PANCREATICODUODENECTOMY BASICS (1 OF 2)
  • Pancreaticoduodenectomy (also known as the Whipple procedure) is a complex surgical procedure aimed at removing:
    • the head of the pancreas,
    • the entire duodenum (which shares the same blood supply),
    • a portion of the jejunum,
    • the gallbladder,
    • the lower half of the common bile duct, and
    • the distal third of the stomach.
PANCREATICODUODENECTOMY BASICS (2 OF 2)
  • Indications for performing a pancreaticoduodenectomy include localized pancreatic cancer.
  • The surgical approach can be executed via open surgery, laparoscopic techniques, or robotic assistance.
PANCREATICODUODENECTOMY PROCEDURE (1 OF 5)
  • The following equipment, instruments, and supplies are necessary for a pancreaticoduodenectomy:
    • Long and deep instruments,
    • Peripheral vascular instrument set,
    • Gallbladder instruments,
    • GI linear stapler,
    • Yankauer and Poole suction devices,
    • Hemaclip appliers,
    • Self-retaining abdominal retractors (such as Bookwalter).
PANCREATICODUODENECTOMY PROCEDURE (2 OF 5)
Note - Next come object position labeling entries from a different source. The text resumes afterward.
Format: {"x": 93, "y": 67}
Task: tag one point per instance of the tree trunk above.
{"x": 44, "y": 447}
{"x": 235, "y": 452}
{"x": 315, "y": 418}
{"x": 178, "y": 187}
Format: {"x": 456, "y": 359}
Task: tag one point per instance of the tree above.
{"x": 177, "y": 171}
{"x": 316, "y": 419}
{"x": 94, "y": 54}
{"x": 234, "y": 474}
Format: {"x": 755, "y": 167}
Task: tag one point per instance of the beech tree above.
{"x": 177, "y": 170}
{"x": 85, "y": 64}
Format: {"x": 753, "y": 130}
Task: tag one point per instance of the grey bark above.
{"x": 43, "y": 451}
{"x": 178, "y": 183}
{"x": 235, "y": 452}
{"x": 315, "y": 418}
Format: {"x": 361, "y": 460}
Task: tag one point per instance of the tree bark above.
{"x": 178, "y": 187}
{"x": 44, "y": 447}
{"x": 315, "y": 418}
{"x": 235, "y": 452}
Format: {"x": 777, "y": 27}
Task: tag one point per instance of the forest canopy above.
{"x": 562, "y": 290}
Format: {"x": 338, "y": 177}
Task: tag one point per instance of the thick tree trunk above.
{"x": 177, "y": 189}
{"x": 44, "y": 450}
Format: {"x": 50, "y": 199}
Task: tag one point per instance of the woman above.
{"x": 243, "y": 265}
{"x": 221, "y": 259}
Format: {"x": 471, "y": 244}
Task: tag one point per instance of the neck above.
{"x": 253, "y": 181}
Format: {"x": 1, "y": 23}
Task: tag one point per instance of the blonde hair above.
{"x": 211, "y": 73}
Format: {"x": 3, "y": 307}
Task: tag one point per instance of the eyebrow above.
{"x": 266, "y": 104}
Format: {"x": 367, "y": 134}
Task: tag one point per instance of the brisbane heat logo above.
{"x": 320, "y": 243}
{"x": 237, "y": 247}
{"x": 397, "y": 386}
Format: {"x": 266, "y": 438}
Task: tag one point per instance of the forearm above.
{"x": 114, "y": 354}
  • The surgical procedure is detailed between pages 535-543 and includes several preoperative considerations:
    • Positioning:
    • For open procedures, the patient is typically placed in a supine position.
    • For robotic procedures, the patient is also in a supine position, but with a 20-degree reverse Trendelenburg tilt and a slight left-side tilt to ensure stability (often utilizing a bean bag) and the legs are usually spread to provide access for the bedside assistant.
    • Anesthesia: A general anesthesia is utilized, typically referred to by the term "Superstar Surgical Tech."
PANCREATICODUODENECTOMY PROCEDURE (3 OF 5)
  • Continuing with preoperative considerations:
    • Skin Preparation: The skin should be cleansed from the mid-chest to mid-thigh regions, and bilaterally as far as feasible.
    • Draping:
    • Four towels are required for draping.
    • A laparotomy drape is also used to cover the surgical area.
PANCREATICODUODENECTOMY PROCEDURE (4 OF 5)
  • Intraoperative considerations:
    • The procedure can take approximately 5-6 hours, requiring the potential transfusion of multiple units of blood/blood products.
    • The surgical process involves 8 steps for resection and 3 steps for reconstruction:
    1. Pancreaticojejunostomy
    2. Hepaticojejunostomy
    3. Gastrojejunostomy
PANCREATICODUODENECTOMY PROCEDURE (5 OF 5)
  • Postoperative considerations:
    • The wound classification after surgery can fall into the following categories:
    • Class II: Clean-contaminated, indicating that the surgical site is relatively free of contamination but has been exposed to areas of the body that could introduce bacteria.
    • Class III: Contaminated, which occurs if spillage from the bowel or biliary tract happens during the procedure.